Hawaii's (America's) problems are not so much the lack of health care as the lack of healthy lifestyles which are very evident and on display that if people don't take care of themselves, it is very expensive for other people to take care of them.

That is a culture of dependency and codependency, which becomes cost-prohibitive, as it then requires ten people to maintain one. Such societies go into irreversible death spirals because ultimately, it requires thousands and even millions, to sustain just one.

Then you have such people as the
pharoahs who require that everybody else, exists for the sole purpose of serving the only one that matters. In Polynesia, those are the chiefs and kings -- for which everybody then is expected to sacrifice themselves to the One.

We see it in the coming of the Messiah, the Anointed One, as the New York Times and its surrogates will proclaim "him" to be.

In such a society, the citizens will no longer be encouraged to drink the
Kool-Ade, but it will be forced down their throats, because the dictators know what is best for everyone else.

The Final Solution, is to finance and fix a system that is flawed in that way -- because it diverts all the resources from alternatives that don't create these problems -- of which society's ultimate products are sickness, disease and injury -- and not its cessation. That would be regarded as tampering with
individual's rights to be less than perfect and wholesome.

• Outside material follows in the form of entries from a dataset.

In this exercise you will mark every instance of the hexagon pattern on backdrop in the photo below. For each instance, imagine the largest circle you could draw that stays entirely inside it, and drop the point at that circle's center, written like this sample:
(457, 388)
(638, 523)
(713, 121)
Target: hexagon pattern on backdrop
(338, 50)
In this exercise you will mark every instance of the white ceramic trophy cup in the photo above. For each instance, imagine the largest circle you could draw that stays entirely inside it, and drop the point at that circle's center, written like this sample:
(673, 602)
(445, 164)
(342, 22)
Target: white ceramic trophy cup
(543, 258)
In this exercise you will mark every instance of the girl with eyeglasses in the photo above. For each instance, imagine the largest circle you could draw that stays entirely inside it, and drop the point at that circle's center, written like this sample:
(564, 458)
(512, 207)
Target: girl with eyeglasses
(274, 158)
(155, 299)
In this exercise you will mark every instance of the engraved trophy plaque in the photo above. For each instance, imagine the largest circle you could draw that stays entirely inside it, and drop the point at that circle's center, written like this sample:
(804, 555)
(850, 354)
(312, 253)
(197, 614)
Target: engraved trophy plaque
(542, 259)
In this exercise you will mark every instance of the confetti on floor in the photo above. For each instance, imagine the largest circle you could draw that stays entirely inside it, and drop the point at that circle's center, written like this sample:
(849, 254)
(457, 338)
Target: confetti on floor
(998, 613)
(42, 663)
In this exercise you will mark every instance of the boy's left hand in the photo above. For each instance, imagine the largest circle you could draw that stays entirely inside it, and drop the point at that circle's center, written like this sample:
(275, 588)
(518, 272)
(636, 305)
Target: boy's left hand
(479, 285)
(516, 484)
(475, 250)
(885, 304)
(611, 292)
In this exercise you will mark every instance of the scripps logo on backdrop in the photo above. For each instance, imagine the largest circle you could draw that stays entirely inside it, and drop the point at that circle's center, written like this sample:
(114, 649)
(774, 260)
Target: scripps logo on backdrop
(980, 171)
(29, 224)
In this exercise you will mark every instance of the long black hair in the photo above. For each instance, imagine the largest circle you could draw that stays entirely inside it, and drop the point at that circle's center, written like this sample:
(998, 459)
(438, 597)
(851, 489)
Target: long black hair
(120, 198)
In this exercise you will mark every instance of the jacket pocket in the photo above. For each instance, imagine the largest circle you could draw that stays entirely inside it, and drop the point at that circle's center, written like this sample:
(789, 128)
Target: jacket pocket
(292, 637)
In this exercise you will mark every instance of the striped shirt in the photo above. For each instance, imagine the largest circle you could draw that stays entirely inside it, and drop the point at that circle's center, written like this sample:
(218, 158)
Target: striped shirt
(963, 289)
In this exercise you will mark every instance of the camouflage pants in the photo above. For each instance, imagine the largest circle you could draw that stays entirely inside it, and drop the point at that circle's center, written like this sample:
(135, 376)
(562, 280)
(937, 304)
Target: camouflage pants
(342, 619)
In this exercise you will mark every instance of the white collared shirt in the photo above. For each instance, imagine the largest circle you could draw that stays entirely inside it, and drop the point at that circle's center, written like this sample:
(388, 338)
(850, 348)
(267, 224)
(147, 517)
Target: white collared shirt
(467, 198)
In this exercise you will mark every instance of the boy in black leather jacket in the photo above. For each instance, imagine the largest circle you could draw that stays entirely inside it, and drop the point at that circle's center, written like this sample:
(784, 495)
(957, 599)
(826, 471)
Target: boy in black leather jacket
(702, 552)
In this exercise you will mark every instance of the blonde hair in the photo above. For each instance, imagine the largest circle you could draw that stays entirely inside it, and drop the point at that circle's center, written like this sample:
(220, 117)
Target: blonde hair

Children at an early age want to be healthy -- but it is the example of teachers who are not healthy themselves, who lead them to believe such deviations from healthy embodiments are preferable and excusable -- because they have no idea what they are talking about, though their certificates and degrees may be many.

What is needed is for instruction on better and more healthful living as the objective of that education and conditioning, and not just knowing more things while failing to manifest the value of that knowledge.

Yet that is what everything has become in a hopelessly fragmented and bureaucratic society, in which the whole is less than the sum of its very expensive parts, each having no idea what its relationship is to anything else.

One has to define the issue of "Health" before one can meaningfully discuss what meaningful and beneficial health care would be -- or it means tossing unlimited more money for a system that isn't working just to perpetuate that status
quo. That has been the missing link in these discussions.